MAN-Chef Håkan Samuelsson
Erfolgreich erfolglos

MAN-Chef Håkan Samuelsson macht einen guten Job. Noch nie stand das Traditionsunternehmen besser da als heute. Aber das Schicksal des Mischkonzerns hat er nicht mehr in der Hand.

MÜNCHEN. Wenn MAN-Chef Håkan Samuelsson Quartalsbilanzen vorlegt, dann ist das Zahlenwerk wieder einmal Nebensache. Nicht die voll ausgelasteten LKW-Fabriken sind das wirkliche Thema. Auch die prallen Auftragsbücher bei der Schiffstochter MAN Diesel provozieren keine stürmischen Fragen der Investoren. Und dass der Konzern am gestrigen Mittwoch wieder einmal die Prognosen heraufgesetzt hat, überrascht niemanden wirklich. Alle Fragen an Samuelsson drehen sich stattdessen um das gleiche Thema: Scania.

Seit über einem Jahr tobt nun die Übernahmeschlacht mit dem schwedischen LKW-Rivalen, und der MAN-Chef hat sie selbst angezettelt. Was zunächst als gut kalkulierte Attacke erschien, erwies sich schnell als Bumerang. Galt der Schwede zunächst als der starke Mann, ist er längst der Spielball von Kräften, die mächtiger sind als er. Mag MAN vor dem besten Jahr der Unternehmensgeschichte stehen, Samuelsson ist mittlerweile der Gejagte in dem Spiel. Seit Monaten wird MAN an den Börsen mit einem kräftigen Übernahmebonus gehandelt. Das jüngste Szenario: Scania schluckt mit Hilfe des MAN-Großaktionärs Volkswagen den Münchener Mischkonzern, danach kauft Volkswagen die Schweden. Und die ehrbare Maschinenfabrik Augsburg-Nürnberg würde nach 150 Jahren Unabhängigkeit aus Wolfsburg regiert.

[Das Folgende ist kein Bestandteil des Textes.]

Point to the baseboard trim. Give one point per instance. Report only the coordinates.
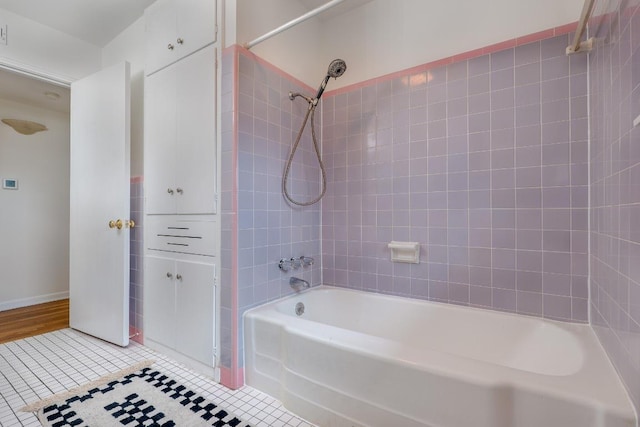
(25, 302)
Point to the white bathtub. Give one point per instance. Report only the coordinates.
(362, 359)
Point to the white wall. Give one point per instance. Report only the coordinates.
(34, 220)
(296, 50)
(42, 49)
(129, 46)
(384, 36)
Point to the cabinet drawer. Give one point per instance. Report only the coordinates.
(172, 234)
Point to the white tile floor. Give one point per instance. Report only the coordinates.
(37, 367)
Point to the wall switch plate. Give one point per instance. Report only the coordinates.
(10, 184)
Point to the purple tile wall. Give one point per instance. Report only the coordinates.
(136, 255)
(484, 162)
(615, 187)
(267, 228)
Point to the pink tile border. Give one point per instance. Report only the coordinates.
(508, 44)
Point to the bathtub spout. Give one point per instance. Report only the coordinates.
(295, 283)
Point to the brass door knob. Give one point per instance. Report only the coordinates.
(116, 224)
(119, 224)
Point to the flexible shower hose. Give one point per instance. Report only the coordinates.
(310, 112)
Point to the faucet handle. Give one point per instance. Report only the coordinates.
(284, 264)
(296, 263)
(306, 261)
(296, 282)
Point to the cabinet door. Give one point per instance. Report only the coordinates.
(194, 310)
(177, 28)
(196, 25)
(159, 300)
(160, 31)
(160, 142)
(196, 130)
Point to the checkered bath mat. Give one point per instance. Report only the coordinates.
(143, 398)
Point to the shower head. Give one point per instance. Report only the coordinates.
(336, 69)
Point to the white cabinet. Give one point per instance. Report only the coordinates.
(180, 136)
(179, 306)
(177, 28)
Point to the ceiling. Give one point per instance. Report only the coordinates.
(97, 22)
(94, 21)
(25, 90)
(330, 13)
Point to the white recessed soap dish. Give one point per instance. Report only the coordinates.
(405, 252)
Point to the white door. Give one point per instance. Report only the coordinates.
(100, 167)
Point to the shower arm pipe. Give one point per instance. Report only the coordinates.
(292, 23)
(577, 45)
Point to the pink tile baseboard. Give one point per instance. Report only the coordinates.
(136, 335)
(507, 44)
(232, 378)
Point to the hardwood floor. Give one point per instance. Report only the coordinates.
(33, 320)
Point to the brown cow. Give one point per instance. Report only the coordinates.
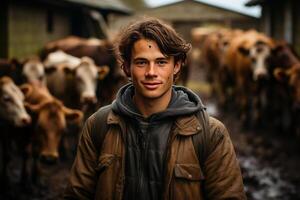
(11, 103)
(279, 112)
(290, 79)
(50, 124)
(33, 71)
(102, 52)
(247, 61)
(74, 84)
(13, 123)
(213, 55)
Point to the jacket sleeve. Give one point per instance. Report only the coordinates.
(223, 179)
(83, 177)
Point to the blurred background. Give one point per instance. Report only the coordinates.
(57, 67)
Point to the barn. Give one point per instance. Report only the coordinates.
(26, 25)
(280, 19)
(187, 14)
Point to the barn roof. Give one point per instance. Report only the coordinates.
(112, 5)
(254, 2)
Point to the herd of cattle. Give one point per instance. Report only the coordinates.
(46, 98)
(260, 76)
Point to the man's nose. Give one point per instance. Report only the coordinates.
(151, 70)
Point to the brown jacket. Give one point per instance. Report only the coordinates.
(102, 176)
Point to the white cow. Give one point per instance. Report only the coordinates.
(12, 103)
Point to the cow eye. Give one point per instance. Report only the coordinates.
(6, 98)
(40, 78)
(253, 60)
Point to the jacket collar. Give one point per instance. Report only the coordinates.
(184, 125)
(187, 125)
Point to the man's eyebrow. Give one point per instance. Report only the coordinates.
(163, 58)
(139, 58)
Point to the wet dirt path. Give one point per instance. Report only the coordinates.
(270, 163)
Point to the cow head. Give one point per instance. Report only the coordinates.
(11, 103)
(283, 55)
(258, 55)
(33, 71)
(86, 75)
(292, 78)
(52, 116)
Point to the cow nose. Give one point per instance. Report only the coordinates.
(48, 159)
(26, 121)
(297, 106)
(89, 99)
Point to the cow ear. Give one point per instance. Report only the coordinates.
(280, 74)
(33, 107)
(50, 69)
(277, 49)
(102, 72)
(72, 115)
(26, 89)
(68, 71)
(244, 51)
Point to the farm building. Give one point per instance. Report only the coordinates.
(280, 19)
(187, 14)
(27, 25)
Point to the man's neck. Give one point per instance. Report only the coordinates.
(148, 106)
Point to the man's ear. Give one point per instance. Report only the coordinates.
(177, 67)
(126, 69)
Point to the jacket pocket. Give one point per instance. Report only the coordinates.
(189, 172)
(187, 182)
(105, 160)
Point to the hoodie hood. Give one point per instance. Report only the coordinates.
(183, 102)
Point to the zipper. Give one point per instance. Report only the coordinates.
(143, 152)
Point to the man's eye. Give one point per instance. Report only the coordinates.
(140, 63)
(162, 62)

Dabei ist Samuelsson vor zwei Jahren keineswegs als Totengräber des Traditionskonzerns angetreten. Galt sein Vorgänger Rudolf Rupprecht noch als kantiger Patriarch, so führt der Schwede mit einem höflich leisen Tonfall das Konglomerat aus LKW-Produktion und Maschinenbau. Durch die etwas muffig wirkende Konzernzentrale im Norden Münchens weht ein neuer Wind.

„Als Ausländer darf man auch einmal dumme Fragen stellen“, sagt Samuelsson und stellt von Beginn an eigentlich alles infrage, was bei MAN einmal als heilig galt. Gewerkschaften und Betriebsräten rechnet er nüchtern vor, dass die 35-Stunden-Woche in den deutschen Werken nicht mehr zu halten sei. In der Vorstandsetage lässt er die Wände entfernen, seitdem sitzen alle in Großraumbüros. Was nicht mehr zur neuen MAN passt, verkauft er. Das konzerneigene Weingut verschwindet ebenso aus der Bilanz, wie die traditionelle Druckmaschinensparte MAN Roland. Und in der kommenden Woche wird Samuelsson den Grundstein für eine neue, transparente Konzernzentrale legen. Dass MAN als Ganzes erhalten bleibt, ist für ihn keine Frage. Dass er das Unternehmen weiter führen wird, ebenso.